Un análisis de las cuestiones financieras reveló que el acceso a la financiación es un obstáculo para el desarrollo, algo que el BERD está abordando mediante el estudio de cómo mejorar las opciones de financiación para los pequeños y medianos productores.
«También llevamos a cabo un análisis detallado y entrevistas en profundidad con los compradores internacionales de aceite de oliva tunecino, lo que nos permitió obtener una imagen clara de los puntos fuertes y débiles de la situación actual y de las cuestiones clave», afirmó Paglietti.
«El análisis de la demanda implicó entrevistar a los principales actores del sector del aceite de oliva, tanto en los mercados tradicionales como en los emergentes para el aceite de oliva tunecino», añadió. «Esto reveló que, al mejorar la oferta de aceite de oliva virgen extra de calidad media y alta, Túnez puede aumentar su poder de negociación con sus clientes habituales de aceite a granel y aumentar el número de clientes potenciales en el mercado a granel, al tiempo que sus productores de pymes embotellan cada vez más aceite de oliva virgen extra».
El aceite de oliva tunecino ha experimentado un impulso de imagen en los últimos años, con un número creciente de productores que se dedican a la producción de aceite de oliva virgen extra de alta calidad, a menudo utilizando métodos ecológicos. El reconocimiento ha llegado a través de varios premios internacionales de prestigio, y cada vez son más los productores tunecinos que ganan premios en concursos de todo el mundo. En el NYIOOC de 2018, los productores de aceite de oliva de Túnez se llevaron a casa una cosecha récord de 11 premios.
Dado que la siguiente fase del proyecto de la FAO y el BERD se centra en la competitividad y el reconocimiento como sus dos pilares principales, el perfil internacional del aceite de oliva tunecino está llamado a seguir su ascenso.
«Un proyecto piloto que demostraba buenas prácticas agronómicas y de molienda mostró una gran mejora en la calidad, con, por ejemplo, un aumento del 200 % en los polifenoles del aceite de pequeños agricultores», afirmó Paglietti. «Fomentar nuevas mejoras de calidad a lo largo de la cadena de valor y, lo que es más importante, convertir eso en ventas de mayor valor añadido es crucial de cara al futuro».
Las actividades previstas para 2019 se centrarán en apoyar el desarrollo de la calidad y el crecimiento de las exportaciones. Otro objetivo es expandirse a nuevos mercados mediante el desarrollo de otros productos competitivos.

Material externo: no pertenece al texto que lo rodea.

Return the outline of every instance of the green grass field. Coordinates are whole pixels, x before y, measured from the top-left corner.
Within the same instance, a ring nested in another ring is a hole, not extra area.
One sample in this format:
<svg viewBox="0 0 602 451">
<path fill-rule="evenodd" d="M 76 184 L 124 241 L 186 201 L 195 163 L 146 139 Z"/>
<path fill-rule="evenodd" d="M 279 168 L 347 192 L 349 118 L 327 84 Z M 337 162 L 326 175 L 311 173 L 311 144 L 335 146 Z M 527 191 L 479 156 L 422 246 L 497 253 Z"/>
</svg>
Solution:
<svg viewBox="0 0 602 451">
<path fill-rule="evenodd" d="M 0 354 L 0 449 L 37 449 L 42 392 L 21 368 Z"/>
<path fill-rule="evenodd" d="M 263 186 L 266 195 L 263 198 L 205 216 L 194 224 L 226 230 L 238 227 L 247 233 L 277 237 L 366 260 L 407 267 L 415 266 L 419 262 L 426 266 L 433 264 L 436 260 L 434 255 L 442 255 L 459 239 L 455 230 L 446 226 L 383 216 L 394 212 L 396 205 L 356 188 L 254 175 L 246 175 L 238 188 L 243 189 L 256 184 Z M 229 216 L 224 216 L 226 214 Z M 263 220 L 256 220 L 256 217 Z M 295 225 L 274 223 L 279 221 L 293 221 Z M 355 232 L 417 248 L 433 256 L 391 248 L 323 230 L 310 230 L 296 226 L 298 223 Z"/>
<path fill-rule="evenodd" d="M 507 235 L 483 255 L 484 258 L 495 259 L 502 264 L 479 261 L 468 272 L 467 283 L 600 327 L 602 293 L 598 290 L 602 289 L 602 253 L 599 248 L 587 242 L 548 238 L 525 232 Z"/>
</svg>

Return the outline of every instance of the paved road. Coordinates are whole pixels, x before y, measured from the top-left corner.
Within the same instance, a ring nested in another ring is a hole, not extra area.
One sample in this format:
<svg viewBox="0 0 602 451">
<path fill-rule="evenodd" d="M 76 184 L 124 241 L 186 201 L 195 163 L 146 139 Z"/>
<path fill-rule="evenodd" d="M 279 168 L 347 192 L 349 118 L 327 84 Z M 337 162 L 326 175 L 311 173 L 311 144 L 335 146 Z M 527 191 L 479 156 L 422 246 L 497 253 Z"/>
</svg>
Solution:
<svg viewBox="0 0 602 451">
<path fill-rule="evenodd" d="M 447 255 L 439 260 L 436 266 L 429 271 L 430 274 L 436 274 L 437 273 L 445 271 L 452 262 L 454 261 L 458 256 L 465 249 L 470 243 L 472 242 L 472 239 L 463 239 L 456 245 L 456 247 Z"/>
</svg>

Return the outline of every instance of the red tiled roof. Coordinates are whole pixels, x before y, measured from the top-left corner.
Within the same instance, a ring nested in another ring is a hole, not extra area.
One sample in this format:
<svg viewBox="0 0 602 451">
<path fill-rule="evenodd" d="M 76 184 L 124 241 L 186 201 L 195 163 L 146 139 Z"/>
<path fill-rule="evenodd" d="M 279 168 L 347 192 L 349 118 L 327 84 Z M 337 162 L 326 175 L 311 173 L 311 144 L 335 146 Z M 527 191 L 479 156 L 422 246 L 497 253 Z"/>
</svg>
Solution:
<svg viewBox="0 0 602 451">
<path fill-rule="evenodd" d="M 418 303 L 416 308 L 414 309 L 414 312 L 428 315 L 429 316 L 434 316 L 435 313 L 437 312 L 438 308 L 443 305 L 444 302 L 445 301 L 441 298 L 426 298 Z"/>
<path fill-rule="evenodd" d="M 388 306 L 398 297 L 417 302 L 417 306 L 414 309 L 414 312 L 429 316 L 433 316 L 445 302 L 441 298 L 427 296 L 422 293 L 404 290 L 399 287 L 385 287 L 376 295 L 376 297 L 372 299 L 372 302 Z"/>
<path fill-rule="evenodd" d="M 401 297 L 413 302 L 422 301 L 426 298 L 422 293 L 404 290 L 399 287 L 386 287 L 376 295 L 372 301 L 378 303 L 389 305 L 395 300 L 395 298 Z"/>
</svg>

«Por el lado de la demanda, el potencial del aceite de oliva tunecino no se aprovecha», señaló Paglietti. «Es necesario mejorar tanto la calidad del aceite como su estabilidad, ampliar la gama y las características de los productos ofrecidos, y responder a las crecientes exigencias de los compradores en materia de trazabilidad, certificación y garantía de calidad, así como dar a conocer las especificidades y cualidades del aceite de oliva tunecino. Cada vez es más necesario demostrar que se cumplen las normas de producción, calidad, medio ambiente, origen e higiene».
«De hecho, todo el sector ya ha demostrado su voluntad de trabajar conjuntamente para construir un futuro más prometedor, aumentando los ingresos y el valor añadido a través de una mayor calidad, con el fin de obtener el reconocimiento internacional del aceite de oliva tunecino y aumentar la sostenibilidad medioambiental», añadió Paglietti, refiriéndose a los logros de los últimos años.
«Pero el reto futuro será convertir un aceite de mayor calidad en un aumento de las ventas de mayor valor», continuó. «Se trata de un proceso tanto técnico como cultural que necesita tiempo para evolucionar, así como un establecimiento claro de objetivos para el sector, a fin de garantizar que se aproveche el considerable potencial de Túnez».